El elemento de las cintas de video de la campaña fue quizá el más surrealista: el ejemplo más flagrante de esta disonancia cognitiva. Se le encargó a un numerario la tarea de desviar la atención del público de las graves alegaciones del libro, orquestando una campaña de desinformación y creando una narrativa falsa en torno al mismo: se presentaba el libro como un ataque contra Luis Valls-Taberner, en vez de una investigación que desenmascaraba los abusos del Opus Dei. Lo hicieron por medio de una costosa campaña multimedia y una serie de vídeos que me acusaban de inventar hechos y ser “un periodista a sueldo”.

Valero también alentó esta versión en una columna. “No sé quién ha financiado este libro”, escribió al tiempo que promocionaba artículos que me acusaban falsamente de estar vinculado con el Ku Klux Klan. Otra evidente disonancia cognitiva: la única explicación posible de esta investigación es que alguien tiene un interés oculto. Cuando se publicó el libro, instaron a los miembros de la Obra a dejar reseñas negativas. Muchos revelaron la disonancia cognitiva endémica entre sus filas. “El genuino esfuerzo por llevar una vida cristiana se basa en la fe, la esperanza y la caridad, no en la codicia y el poder”, aseguró uno de ellos, sin asomo de ironía.

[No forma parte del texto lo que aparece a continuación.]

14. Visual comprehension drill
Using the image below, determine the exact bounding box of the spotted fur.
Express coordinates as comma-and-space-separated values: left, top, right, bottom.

Críticos profesionales han adoptado un punto de vista distinto en la prensa. El Washington Post lo consideró “una acusación sobria y basada en hechos…, un testimonio sucinto e irrefutable de una organización cada vez más extendida cuyos actos están a menudo totalmente reñidos con los objetivos que asegura perseguir”. El Financial Times lo describió como un libro “narrado con intensidad y documentado de manera excelente”. El Irish Times dijo de él que era “un libro profundamente perturbador e importante que debería interesar a cualquiera que crea en la santa trinidad de la democracia moderna: la franqueza, la transparencia y la responsabilidad”. A todas luces, lo consideran un escándalo relevante.

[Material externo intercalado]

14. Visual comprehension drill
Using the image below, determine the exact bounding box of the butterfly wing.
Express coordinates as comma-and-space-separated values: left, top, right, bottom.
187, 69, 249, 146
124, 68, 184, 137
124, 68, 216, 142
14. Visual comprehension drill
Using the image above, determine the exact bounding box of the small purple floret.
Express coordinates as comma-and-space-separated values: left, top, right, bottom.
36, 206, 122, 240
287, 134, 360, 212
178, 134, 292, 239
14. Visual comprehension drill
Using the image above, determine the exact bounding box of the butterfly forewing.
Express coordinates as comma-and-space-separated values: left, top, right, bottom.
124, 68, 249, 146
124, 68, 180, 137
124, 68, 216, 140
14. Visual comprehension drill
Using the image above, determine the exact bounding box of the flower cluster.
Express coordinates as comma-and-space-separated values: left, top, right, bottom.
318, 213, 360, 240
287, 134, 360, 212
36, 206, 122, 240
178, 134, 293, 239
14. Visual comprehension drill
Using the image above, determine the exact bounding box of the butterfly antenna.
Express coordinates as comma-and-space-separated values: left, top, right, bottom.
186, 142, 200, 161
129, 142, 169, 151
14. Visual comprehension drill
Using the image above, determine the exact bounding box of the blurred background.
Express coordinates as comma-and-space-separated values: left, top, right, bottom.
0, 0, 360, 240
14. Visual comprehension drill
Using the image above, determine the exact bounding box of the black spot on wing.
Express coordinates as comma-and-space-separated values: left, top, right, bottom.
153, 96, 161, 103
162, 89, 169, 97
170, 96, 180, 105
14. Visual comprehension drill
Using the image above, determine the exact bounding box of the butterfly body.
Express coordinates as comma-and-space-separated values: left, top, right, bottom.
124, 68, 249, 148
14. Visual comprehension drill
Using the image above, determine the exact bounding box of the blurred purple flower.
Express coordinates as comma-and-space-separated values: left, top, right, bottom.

Cualquier institución normal habría reaccionado a alegaciones como las que contenía mi libro con el compromiso claro e inequívoco de emprender una investigación inmediata, de tomar se muy en serio las acusaciones, y de cooperar con las autoridades para llegar al fondo del asunto. En cambio, el Opus Dei decidió cortar toda comunicación conmigo

El Opus paralizado

El Opus Dei todavía no ha reconocido que sea necesario investigar ninguna de estas alegaciones. Semejante actitud es profundamente ofensiva para sus víctimas, así como un abandono absoluto de los deberes del Opus Dei para con los hombres, mujeres y niños que están a su cuidado diario. Hurgando en las heridas, Fernando Ocáriz, prelado del Opus Dei, concedió recientemente una entrevista en la que manifestó una “gran alegría” después de haber llegado a acuerdos con antiguos miembros. La noticia sorprendió a las más de cien víctimas con las que hablé, quienes todavía esperan que se reconozca de alguna manera los abusos que padecieron.

El Opus Dei tiene sus motivos para alentar esta disonancia cognitiva. A cierto nivel, ha de guardar las apariencias para evitar un éxodo masivo. Pero también hay razones prácticas: una investigación sincera y abierta sobre los abusos seguramente propiciaría muchísimas más denuncias. Es lo que ocurrió en Argentina cuando se creó una “comisión de escucha”. En vez de zanjar las denuncias existentes, el proceso animó a más víctimas a dar la cara. Una investigación a carta cabal podría tener como resultado miles de millones en demandas de compensación, y forzar el reconocimiento público de las contradicciones inherentes en el seno de esta organización.

De momento, la política sigue siendo la disonancia cognitiva. Se trata de una organización que no se rige por objetivos caritativos, sino por una implacable y maquiavélica sed de poder, y la disposición a llegar hasta donde sea necesario para protegerse, con el más absoluto desprecio por la verdad o la ética.